I’ve been disappointed that Druckmann and Mazin sometimes seem more interested in what they added than what’s already there, from the new cold opens or the two focus-shifting episodes, one acclaimed (“Long, Long Time”) and one with a more muted reception (the DLC-inspired flashback “Left Behind”). Both episodes could have worked on their own merits, especially “Long, Long Time,” an impressive piece of television. But would a few more episodes of character building have been such a bad thing?

Bill (Nick Offerman) and Frank (Murray Bartlett) eat strawberries as the sun sets in The Last of Us

Image: HBOMax

Ellie (Bella Ramsey) sitting on a carousel horse and talking to Riley (Storm Reid)

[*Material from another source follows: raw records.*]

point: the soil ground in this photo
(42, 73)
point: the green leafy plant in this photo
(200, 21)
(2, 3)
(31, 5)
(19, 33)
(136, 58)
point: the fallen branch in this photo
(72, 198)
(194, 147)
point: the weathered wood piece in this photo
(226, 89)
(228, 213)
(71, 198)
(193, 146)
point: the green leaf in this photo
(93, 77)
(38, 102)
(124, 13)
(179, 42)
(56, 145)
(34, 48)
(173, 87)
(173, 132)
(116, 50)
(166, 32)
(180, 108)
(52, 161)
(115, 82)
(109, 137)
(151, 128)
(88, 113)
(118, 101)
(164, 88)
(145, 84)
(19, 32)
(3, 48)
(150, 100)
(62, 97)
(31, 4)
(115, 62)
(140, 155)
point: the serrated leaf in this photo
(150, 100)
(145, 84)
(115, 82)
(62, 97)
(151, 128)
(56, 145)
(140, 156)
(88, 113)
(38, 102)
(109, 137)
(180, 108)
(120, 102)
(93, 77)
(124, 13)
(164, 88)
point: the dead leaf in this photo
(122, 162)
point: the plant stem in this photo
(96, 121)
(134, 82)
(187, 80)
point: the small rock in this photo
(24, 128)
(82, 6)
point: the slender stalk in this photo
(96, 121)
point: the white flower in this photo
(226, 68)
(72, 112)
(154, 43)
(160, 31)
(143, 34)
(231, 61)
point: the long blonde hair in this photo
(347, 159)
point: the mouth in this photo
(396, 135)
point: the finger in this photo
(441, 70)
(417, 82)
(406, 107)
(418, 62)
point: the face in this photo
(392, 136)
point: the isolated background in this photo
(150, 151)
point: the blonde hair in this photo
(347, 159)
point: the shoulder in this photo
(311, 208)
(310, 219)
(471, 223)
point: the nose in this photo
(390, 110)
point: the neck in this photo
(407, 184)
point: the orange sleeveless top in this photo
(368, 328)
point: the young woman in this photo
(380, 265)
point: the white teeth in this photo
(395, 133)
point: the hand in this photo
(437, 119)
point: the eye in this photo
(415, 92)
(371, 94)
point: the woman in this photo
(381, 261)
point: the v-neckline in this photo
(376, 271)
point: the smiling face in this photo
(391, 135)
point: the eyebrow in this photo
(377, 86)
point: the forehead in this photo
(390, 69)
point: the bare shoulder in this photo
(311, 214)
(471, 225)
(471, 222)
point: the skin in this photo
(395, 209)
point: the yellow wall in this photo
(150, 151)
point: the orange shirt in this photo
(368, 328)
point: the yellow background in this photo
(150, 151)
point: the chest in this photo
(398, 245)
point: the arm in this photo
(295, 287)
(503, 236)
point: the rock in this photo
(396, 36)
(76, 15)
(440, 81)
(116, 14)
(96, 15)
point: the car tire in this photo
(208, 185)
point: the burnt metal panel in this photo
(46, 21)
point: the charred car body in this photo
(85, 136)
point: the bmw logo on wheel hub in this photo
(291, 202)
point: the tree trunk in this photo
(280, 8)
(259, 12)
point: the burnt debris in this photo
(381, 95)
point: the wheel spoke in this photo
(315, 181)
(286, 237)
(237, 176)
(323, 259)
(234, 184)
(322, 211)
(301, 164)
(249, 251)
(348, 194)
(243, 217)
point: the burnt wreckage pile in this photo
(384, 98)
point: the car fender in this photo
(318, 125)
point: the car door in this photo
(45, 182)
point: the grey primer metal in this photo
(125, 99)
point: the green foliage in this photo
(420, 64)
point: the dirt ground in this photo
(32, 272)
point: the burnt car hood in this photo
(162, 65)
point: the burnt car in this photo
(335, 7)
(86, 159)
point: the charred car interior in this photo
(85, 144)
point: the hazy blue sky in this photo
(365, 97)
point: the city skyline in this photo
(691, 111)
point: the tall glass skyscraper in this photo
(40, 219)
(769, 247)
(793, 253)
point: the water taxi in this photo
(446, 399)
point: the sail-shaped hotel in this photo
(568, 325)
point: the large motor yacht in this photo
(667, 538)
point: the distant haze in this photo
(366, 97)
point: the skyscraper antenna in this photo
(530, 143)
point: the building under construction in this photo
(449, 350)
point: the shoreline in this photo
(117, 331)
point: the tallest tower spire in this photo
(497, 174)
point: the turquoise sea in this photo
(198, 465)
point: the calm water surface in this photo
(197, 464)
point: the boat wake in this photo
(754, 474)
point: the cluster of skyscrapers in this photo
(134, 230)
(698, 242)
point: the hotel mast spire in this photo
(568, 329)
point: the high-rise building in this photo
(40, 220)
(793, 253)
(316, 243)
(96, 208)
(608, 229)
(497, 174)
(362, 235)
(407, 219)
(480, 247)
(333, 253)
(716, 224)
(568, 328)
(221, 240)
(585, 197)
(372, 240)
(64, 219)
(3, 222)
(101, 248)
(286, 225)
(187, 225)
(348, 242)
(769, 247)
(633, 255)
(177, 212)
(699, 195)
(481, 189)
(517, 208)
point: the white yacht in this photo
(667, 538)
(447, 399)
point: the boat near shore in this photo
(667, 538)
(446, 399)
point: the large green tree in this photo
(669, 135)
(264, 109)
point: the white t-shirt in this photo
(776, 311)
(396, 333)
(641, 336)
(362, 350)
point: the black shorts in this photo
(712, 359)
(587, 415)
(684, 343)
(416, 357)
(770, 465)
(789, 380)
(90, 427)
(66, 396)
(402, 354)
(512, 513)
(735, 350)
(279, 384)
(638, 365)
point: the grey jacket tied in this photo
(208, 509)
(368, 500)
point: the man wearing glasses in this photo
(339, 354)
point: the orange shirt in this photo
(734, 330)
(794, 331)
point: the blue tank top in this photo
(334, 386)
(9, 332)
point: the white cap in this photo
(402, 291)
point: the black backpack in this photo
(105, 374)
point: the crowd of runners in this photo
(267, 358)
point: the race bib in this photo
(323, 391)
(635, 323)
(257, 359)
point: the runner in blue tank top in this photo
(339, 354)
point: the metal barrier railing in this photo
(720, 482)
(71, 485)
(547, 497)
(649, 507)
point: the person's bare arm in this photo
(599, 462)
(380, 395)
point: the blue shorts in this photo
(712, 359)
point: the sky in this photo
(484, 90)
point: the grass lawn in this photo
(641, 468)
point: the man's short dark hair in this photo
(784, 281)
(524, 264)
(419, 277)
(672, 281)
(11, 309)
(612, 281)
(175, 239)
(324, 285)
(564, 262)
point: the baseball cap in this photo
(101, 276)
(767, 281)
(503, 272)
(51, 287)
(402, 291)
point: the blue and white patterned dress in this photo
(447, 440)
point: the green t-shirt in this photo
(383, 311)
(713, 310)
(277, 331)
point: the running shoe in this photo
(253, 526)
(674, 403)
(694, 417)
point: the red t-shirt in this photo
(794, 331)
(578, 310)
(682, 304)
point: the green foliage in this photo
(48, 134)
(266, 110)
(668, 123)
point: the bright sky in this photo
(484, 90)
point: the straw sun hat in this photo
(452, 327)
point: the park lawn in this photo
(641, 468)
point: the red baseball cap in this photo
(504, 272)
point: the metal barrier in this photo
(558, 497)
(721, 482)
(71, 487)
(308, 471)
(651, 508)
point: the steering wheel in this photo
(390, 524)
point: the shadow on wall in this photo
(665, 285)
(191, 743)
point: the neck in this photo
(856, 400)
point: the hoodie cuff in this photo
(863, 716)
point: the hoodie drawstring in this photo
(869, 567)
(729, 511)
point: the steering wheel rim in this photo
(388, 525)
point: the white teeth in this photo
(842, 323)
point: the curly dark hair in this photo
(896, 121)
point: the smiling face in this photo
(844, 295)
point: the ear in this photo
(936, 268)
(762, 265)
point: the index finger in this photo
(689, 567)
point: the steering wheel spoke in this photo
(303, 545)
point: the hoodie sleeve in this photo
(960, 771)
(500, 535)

Photo: Liane Hentscher/HBO

Joel lifts Ellie over his shoulder from a hospital operating table in a scene from HBO's The Last of Us.

Photo: Liane Hentscher/HBO

And finally, the end. It’s one of the most famous and important games since 2013, creating a chasm between the kind of game that thrives on player choice and the kind that forces you into a character whose choices may not be your own. Joel is not a moral man, and through him, neither are you. In a Brechtian way, The last of us it thrived on the friction between the “you” playing the game and the subjective “you” inhabiting a character, closer to Cormac McCarthy VR than a game that requires role-playing. And when Joel, when you, massacre a hospital of doctors and scientists to save a girl who now feels like a daughter, you are both innocent bystander and complicit, entangling the player’s agency in a unique moral knot in the middle of the videogames.

All season long, I’ve wondered if Mazin and Druckmann had a silver bullet, a miracle cure to make the climax work like it did on TV. To some extent, they did. Pascal and Ramsey are sensational, and Ali Abbasi’s deft directing underpins the great emotion. Especially effective is the choice to punctuate Joel’s rampage with notes of sadness rather than rage, transforming a hospital assault into a montage of tragic pathos. Yet I still felt the pangs of what might have been, an accumulation of absences and missed opportunities to expand. The last of us like a game instead of just a beautiful story. With season 2 confirmed, an adaptation of the last of us part 2 poses an even greater challenge. As a sequel, it’s prickly, demanding and brilliant, with Druckmann and company. further exploiting the tension between player and character, inviting you to enact the ugliest actions of the characters you love to devastating ends. Despite these growing pains among the media, HBO The last of us it was still a noble success. If they remember to adapt the gameplay and not just the plot, Season 2 and beyond could be a triumph.